The rectum is the most distal segment of the large intestine, and has an important role as a temporary store of faeces.
It is continuous proximally with the sigmoid colon, and terminates into the anal canal.
In this article we will discuss the anatomy of the rectum – its structure, anatomical relationships, and clinical relevance.
The rectum is approximately 15cm long, and begins at the level of the S3 (as a continuation of the sigmoid colon). It is macroscopically distinct from the colon, with an absence of taenia coli, haustra, and omental appendices.
The course of the rectum is marked by two major flexures:
- Sacral flexure – anteroposterior curve with concavity anteriorly (follows the curve of the sacrum and coccyx).
- Anorectal flexure – anteroposterior curve with convexity anteriorly. This flexure is formed by the tone of the puborectalis muscle, and contributes significantly to faecal continence.
There are additionally three lateral flexures (superior, intermediate and inferior), which are formed by transverse folds of the internal rectum wall.
The final segment of the rectum, the ampulla, relaxes to accumulate and temporarily store faeces until defecation occurs. It is continuous with the anal canal; which passes through the pelvic floor to end as the anus.
In the superior third of the rectum, the anterior surface and lateral sides are covered by peritoneum. The middle third only has an anterior peritoneal covering, and the lower 1/3 has no peritoneum associated with it.
In males, the reflection of peritoneum from the rectum to the posterior bladder wall forms the rectovesical pouch. In females, the peritoneum reflects to the posterior vagina and cervix, forming the rectouterine pouch (pouch of Douglas). See more about the peritoneal cavity here.
The rectum is located within the pelvic cavity, and is the most posterior of the pelvic viscera. Its anatomical relations are different in men and women:
|Male||Female||Sacrum and coccyx|
|Rectovesical pouch||Rectouterine pouch|
The rectum receives arterial supply through three main arteries:
- Superior rectal artery – terminal continuation of the inferior mesenteric artery.

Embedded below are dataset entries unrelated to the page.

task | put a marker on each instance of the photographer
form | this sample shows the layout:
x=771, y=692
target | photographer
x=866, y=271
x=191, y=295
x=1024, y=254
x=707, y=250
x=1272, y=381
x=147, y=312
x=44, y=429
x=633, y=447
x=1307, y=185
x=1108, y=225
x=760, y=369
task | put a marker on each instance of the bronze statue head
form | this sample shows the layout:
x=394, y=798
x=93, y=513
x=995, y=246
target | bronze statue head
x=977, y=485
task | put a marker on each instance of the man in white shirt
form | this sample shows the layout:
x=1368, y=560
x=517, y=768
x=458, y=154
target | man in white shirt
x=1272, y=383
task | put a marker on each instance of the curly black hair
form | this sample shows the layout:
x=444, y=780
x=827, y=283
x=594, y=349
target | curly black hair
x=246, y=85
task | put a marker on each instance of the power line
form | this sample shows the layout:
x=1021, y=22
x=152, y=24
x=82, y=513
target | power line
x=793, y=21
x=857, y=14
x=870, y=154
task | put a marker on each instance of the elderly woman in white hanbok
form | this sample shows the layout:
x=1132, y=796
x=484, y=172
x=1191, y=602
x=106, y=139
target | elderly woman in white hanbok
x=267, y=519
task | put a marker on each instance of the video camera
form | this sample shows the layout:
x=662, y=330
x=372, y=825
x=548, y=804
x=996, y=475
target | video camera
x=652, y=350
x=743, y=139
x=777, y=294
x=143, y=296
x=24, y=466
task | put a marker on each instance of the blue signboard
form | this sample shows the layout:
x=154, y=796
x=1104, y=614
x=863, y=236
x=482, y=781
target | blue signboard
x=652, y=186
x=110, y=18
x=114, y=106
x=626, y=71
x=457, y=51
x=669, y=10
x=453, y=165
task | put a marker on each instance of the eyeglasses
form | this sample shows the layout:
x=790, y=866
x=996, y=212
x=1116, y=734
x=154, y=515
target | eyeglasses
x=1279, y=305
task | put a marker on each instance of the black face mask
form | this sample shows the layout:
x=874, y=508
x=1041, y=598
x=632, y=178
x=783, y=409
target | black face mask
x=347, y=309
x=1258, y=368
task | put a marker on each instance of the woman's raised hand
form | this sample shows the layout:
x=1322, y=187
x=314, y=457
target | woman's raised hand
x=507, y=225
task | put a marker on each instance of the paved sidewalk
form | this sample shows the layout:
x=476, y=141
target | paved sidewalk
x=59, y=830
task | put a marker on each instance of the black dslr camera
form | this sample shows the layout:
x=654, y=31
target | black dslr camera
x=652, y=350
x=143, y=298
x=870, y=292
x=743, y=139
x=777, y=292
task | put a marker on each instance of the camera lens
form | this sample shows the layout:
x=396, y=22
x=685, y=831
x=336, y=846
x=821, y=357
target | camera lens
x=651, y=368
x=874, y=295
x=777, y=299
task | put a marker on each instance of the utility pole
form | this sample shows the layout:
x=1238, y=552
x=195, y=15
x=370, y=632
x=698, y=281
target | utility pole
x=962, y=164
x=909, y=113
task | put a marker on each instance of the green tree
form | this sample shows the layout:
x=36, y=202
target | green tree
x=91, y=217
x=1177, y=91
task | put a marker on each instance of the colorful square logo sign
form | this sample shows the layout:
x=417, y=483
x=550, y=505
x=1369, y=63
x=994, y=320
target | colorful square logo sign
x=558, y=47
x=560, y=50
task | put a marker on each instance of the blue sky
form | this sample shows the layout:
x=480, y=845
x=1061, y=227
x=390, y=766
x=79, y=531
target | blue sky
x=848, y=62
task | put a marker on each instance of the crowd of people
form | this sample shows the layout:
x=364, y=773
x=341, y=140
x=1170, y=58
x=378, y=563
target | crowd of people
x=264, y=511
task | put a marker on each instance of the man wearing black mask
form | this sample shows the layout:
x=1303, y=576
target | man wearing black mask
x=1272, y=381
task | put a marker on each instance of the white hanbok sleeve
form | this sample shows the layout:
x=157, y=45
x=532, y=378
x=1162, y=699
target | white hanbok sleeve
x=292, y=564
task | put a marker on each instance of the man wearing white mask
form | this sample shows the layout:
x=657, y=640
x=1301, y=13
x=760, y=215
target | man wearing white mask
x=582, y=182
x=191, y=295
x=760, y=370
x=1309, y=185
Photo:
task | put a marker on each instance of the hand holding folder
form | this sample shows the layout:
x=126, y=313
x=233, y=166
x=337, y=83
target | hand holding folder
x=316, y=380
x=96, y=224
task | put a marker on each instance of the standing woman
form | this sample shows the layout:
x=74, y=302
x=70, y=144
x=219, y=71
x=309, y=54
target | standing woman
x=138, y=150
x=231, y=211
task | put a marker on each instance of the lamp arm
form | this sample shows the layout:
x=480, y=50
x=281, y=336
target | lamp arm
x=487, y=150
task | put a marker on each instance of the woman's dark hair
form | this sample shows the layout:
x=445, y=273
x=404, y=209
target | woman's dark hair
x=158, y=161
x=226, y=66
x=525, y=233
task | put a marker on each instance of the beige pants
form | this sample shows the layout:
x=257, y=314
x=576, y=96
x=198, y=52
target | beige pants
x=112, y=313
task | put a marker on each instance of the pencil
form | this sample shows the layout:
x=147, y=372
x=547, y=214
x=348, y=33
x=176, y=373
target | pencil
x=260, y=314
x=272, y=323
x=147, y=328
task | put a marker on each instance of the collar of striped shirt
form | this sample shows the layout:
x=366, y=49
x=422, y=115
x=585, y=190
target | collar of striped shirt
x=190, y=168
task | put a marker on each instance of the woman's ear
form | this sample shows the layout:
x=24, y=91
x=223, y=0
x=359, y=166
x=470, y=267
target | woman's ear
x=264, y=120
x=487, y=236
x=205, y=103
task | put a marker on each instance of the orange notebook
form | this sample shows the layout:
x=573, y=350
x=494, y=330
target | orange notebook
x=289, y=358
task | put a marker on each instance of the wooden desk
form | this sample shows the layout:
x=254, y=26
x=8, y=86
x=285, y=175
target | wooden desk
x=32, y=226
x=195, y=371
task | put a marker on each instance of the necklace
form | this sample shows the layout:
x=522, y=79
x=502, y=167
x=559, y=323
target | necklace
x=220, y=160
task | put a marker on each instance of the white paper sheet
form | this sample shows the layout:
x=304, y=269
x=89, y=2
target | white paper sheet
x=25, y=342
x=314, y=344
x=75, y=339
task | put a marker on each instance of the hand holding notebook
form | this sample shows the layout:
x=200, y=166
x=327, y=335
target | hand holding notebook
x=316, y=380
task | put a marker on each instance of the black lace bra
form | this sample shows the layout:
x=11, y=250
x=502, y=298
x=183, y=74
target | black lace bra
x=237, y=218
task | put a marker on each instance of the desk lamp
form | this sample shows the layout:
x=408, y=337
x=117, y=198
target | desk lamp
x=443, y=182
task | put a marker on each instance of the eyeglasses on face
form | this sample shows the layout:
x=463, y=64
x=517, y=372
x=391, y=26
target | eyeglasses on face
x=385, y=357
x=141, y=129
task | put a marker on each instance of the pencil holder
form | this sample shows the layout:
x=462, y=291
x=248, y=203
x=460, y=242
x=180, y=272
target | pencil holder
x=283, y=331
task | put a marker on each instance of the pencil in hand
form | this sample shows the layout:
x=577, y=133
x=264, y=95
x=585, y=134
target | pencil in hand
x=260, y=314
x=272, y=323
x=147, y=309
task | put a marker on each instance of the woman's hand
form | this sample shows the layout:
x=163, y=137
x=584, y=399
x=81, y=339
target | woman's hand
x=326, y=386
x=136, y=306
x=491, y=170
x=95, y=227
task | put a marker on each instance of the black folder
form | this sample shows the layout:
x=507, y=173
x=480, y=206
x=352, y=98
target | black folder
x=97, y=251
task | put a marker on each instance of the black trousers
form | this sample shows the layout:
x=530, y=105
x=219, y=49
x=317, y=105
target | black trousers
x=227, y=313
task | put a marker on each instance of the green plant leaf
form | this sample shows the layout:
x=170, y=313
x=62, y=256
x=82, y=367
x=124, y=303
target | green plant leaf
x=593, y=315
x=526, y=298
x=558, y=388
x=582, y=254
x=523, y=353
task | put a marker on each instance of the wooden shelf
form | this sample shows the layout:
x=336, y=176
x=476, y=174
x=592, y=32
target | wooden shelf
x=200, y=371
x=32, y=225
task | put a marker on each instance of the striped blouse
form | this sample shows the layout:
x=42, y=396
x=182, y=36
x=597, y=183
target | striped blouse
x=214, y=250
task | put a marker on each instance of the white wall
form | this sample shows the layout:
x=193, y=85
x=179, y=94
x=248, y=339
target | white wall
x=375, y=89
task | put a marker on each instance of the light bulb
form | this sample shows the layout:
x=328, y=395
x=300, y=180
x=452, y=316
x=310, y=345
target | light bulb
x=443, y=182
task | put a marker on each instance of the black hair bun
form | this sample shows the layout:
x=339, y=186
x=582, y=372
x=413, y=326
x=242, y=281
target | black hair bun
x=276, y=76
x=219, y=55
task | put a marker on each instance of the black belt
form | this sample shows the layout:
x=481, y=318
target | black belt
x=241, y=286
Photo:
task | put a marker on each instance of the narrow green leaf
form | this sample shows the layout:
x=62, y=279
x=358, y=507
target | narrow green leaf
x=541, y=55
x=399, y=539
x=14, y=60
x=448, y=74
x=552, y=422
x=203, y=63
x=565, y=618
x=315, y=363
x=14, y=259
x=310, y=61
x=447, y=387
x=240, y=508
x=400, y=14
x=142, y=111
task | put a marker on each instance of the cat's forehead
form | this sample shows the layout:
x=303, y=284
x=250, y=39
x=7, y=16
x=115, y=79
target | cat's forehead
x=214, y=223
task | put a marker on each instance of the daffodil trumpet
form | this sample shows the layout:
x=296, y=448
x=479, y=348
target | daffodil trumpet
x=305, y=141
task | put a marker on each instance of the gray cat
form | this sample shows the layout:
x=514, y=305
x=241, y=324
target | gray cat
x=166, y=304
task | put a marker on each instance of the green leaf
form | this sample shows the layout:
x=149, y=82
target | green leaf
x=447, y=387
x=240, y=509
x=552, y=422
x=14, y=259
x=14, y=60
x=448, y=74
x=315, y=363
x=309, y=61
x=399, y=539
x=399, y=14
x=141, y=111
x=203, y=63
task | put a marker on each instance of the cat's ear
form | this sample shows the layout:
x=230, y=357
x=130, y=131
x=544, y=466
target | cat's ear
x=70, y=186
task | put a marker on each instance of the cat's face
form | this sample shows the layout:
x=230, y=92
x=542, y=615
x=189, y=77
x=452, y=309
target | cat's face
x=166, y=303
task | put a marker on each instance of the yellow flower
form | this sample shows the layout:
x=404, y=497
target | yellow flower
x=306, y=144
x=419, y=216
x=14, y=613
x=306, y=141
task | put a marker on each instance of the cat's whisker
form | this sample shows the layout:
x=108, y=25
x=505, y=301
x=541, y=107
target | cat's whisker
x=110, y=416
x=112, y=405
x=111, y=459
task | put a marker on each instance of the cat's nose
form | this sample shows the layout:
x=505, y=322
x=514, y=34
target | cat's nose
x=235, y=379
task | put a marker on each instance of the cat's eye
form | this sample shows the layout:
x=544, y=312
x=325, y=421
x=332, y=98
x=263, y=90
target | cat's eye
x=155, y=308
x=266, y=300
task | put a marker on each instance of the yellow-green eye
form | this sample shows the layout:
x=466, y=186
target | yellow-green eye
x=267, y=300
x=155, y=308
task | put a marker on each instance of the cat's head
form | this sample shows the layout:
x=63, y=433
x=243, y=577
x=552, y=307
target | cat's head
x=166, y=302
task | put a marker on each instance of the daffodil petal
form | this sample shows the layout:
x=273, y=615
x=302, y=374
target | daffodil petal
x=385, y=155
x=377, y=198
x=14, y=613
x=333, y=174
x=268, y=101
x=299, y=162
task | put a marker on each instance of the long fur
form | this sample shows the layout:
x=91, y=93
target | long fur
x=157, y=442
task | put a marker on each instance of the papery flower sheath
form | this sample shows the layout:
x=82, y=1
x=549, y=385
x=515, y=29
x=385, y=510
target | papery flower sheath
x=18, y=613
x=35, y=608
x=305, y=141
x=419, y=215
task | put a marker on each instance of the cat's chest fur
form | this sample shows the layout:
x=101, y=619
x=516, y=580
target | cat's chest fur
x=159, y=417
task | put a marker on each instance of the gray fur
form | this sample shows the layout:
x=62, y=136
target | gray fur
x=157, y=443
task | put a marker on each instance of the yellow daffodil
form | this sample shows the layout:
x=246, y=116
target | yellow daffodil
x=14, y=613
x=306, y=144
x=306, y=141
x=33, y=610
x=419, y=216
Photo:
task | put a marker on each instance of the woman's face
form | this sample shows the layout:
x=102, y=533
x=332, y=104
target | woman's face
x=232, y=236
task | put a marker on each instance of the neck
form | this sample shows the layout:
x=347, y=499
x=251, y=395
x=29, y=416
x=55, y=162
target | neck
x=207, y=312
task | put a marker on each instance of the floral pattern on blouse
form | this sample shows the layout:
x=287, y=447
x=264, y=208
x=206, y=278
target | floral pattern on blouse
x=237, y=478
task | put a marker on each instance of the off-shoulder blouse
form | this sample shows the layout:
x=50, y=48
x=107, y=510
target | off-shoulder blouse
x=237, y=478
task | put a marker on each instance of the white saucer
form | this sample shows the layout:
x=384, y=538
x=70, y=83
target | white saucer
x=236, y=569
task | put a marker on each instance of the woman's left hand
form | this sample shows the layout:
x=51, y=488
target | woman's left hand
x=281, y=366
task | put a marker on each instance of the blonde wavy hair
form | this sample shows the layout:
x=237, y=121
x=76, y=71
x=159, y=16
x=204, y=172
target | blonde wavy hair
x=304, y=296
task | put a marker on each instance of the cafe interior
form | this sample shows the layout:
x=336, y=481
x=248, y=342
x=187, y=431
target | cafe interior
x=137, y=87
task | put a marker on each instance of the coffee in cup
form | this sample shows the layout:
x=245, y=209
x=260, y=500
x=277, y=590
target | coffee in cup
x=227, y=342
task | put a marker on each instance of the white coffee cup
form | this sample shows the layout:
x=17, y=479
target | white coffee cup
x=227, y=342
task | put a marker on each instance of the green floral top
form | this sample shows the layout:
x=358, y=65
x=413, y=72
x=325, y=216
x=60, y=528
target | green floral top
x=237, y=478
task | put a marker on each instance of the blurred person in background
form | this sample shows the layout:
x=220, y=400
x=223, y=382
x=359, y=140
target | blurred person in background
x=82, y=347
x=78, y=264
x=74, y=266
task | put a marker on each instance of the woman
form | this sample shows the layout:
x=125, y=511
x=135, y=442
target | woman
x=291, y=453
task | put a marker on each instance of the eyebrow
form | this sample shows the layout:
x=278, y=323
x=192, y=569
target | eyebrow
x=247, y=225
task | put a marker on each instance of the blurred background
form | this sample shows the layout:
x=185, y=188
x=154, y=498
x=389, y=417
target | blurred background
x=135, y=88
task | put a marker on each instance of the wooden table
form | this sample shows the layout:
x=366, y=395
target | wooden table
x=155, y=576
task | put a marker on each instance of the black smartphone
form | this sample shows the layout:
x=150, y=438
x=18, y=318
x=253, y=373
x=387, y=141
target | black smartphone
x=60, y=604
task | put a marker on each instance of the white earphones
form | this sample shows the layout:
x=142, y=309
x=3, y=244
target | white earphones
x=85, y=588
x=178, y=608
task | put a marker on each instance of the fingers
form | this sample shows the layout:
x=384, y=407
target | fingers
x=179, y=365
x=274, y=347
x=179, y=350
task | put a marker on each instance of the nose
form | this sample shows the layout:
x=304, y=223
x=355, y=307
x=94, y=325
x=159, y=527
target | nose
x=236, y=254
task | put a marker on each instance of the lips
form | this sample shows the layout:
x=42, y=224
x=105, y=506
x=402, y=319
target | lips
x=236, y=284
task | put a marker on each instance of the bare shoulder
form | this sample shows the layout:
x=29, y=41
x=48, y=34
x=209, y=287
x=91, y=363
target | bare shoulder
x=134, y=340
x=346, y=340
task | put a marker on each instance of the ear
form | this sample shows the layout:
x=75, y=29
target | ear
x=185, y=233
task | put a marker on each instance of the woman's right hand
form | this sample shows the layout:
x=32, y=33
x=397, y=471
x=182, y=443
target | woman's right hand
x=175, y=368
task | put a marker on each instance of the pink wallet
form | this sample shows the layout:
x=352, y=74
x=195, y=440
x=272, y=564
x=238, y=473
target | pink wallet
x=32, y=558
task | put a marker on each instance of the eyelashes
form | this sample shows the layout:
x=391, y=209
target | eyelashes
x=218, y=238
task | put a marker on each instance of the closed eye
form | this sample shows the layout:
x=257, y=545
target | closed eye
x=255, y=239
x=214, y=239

- Middle rectal artery – branch of the internal iliac artery.
- Inferior rectal artery – branch of the internal pudendal artery.
Venous drainage is via the corresponding superior, middle and inferior rectal veins. The superior rectal vein empties into the portal venous system, whilst the middle and inferior rectal veins empty into the systemic venous system. Anastamoses between the portal and systemic veins are located in the wall of anal canal, making this a site of portocaval anastomosis.
Note: the rectum is also closely anatomically associated with the rectal venous plexus; however this structure is more functionally related to the anal canal.
The rectum receives sensory and autonomic innervation.
Sympathetic nervous supply to the rectum is from the lumbar splanchnic nerves and superior and inferior hypogastric plexuses. Parasympathetic supply is from S2-4 via the pelvic splanchnic nerves and inferior hypogastric plexuses. Visceral afferent (sensory) fibres follow the parasympathetic supply.
Lymphatic drainage of the rectum is via the pararectal lymph nodes, which drain into the inferior mesenteric nodes.
Additionally, the lymph from the lower aspect of the rectum drains directly into the internal iliac lymph nodes.
Clinical Relevance – Digital Rectal Examination
The anterior wall of the rectum has a number of close anatomical structures. These can therefore be palpated digitally via the rectum. Most significant are the prostate and seminal vesicles in males, and cervix in females. Bony structures, such as the sacrum and coccyx, may also be palpated in both sexes.